In short, Proteus-2k is a large-scale, up-to-date open-model table with standardized leaderboard evaluations, aimed at tracing how compute maps to real downstream performance as the field moves forward.
Files in this directory
| File | Role |
|---|---|
proteus_2k.csv |
Full table (~2.4k rows); uploaded to hlzhang109/proteus-2k. |
proteus_2k_selected.csv |
Selected subset; uploaded to hlzhang109/proteus-selected. |
upload_data.py |
Helper to push these CSVs to Hugging Face (huggingface_hub). |
Schema
Each row is one Hugging Face model repo (or checkpoint) identified by model_id.

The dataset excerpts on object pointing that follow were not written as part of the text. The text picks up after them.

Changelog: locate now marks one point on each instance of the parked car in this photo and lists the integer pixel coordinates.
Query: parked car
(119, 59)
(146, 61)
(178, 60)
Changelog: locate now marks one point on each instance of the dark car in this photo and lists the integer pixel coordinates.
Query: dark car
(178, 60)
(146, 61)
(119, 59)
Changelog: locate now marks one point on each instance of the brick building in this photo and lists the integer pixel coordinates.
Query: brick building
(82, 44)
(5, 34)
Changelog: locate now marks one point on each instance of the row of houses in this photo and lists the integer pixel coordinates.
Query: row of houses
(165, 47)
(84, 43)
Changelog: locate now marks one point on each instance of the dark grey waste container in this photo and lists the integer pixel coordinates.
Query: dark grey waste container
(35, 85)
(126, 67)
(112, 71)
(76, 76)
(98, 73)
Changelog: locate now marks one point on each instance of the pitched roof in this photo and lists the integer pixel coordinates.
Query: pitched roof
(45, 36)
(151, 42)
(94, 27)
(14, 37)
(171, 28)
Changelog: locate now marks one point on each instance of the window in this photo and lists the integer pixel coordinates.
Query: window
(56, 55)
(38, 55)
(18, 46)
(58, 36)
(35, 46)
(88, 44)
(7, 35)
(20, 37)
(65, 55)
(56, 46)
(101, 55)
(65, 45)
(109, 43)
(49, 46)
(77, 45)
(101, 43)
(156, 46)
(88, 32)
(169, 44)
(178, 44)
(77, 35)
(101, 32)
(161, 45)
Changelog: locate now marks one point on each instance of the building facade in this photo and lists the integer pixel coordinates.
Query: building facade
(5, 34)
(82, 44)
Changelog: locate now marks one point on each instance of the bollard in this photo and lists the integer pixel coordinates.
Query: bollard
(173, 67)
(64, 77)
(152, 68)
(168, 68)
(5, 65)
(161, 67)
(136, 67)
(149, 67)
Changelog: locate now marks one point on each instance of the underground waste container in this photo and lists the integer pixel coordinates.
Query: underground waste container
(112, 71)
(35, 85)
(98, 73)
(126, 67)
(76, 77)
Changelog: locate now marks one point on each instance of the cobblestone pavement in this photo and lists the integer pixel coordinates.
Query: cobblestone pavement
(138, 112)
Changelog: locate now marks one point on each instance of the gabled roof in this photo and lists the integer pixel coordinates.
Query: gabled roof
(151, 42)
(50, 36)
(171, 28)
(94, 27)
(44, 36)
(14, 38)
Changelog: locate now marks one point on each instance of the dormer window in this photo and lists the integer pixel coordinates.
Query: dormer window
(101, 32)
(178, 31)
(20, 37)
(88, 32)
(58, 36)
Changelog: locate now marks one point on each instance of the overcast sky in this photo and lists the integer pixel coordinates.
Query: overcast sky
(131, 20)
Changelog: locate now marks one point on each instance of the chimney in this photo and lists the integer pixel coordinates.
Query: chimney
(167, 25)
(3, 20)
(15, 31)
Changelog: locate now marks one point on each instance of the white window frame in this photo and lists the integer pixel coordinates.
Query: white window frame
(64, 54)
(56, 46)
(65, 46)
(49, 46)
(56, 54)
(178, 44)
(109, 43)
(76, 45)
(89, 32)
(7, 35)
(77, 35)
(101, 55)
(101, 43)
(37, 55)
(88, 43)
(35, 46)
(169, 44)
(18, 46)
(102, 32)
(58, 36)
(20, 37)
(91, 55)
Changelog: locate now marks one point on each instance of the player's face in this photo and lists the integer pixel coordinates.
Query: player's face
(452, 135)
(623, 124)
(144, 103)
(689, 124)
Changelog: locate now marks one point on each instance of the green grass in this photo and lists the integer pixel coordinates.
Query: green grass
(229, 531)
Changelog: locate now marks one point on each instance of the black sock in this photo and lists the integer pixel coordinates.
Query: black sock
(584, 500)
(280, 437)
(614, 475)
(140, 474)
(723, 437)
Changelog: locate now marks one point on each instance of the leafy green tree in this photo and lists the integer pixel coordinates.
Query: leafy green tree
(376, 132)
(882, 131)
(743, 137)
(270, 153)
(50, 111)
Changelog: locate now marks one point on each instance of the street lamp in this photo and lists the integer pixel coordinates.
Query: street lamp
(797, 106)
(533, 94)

Scores — columns prefixed with leaderboard_ are per-task or aggregate metrics from the Open LLM Leaderboard v2 suite (e.g. BBH subtasks, GPQA, IFEval, MATH-hard, MMLU-Pro, MUSR, exact-match aggregates). The column Average ⬆️ is the leaderboard-style overall average used for ranking.
Hub metadata (examples): Architecture, Model sha, Hub License, Hub downloads, #Params (B), Available on the hub, Chat Template, Base Model, Hub lastModified, library_name, pipeline_tag, gated.
Task names follow the leaderboard’s naming; see Open LLM Leaderboard documentation for benchmark definitions.
Loading with Hugging Face Datasets
from datasets import load_dataset
ds = load_dataset("hlzhang109/proteus-2k", data_files="proteus_2k.csv")
# or the selected split/repo:
# ds = load_dataset("hlzhang109/proteus-selected", data_files="proteus_2k_selected.csv")
df = ds["train"].to_pandas()
You can also download the CSV from the dataset repo’s Files tab and work with pandas / any CSV tooling.
Citations and licenses
If you use Proteus-2k, please cite the paper:
@misc{zhang2026prescriptive,
title={Prescriptive Scaling Reveals the Evolution of Language Model Capabilities},
author={Hanlin Zhang and Jikai Jin and Vasilis Syrgkanis and Sham Kakade},
year={2026},
eprint={2602.15327},
archivePrefix={arXiv},
primaryClass={cs.LG},
url={https://arxiv.org/abs/2602.15327},
}
Per-model licensing varies (Hub License column and each model card on the Hub). The dataset aggregates publicly reported evaluation numbers and metadata; it does not redistribute model weights.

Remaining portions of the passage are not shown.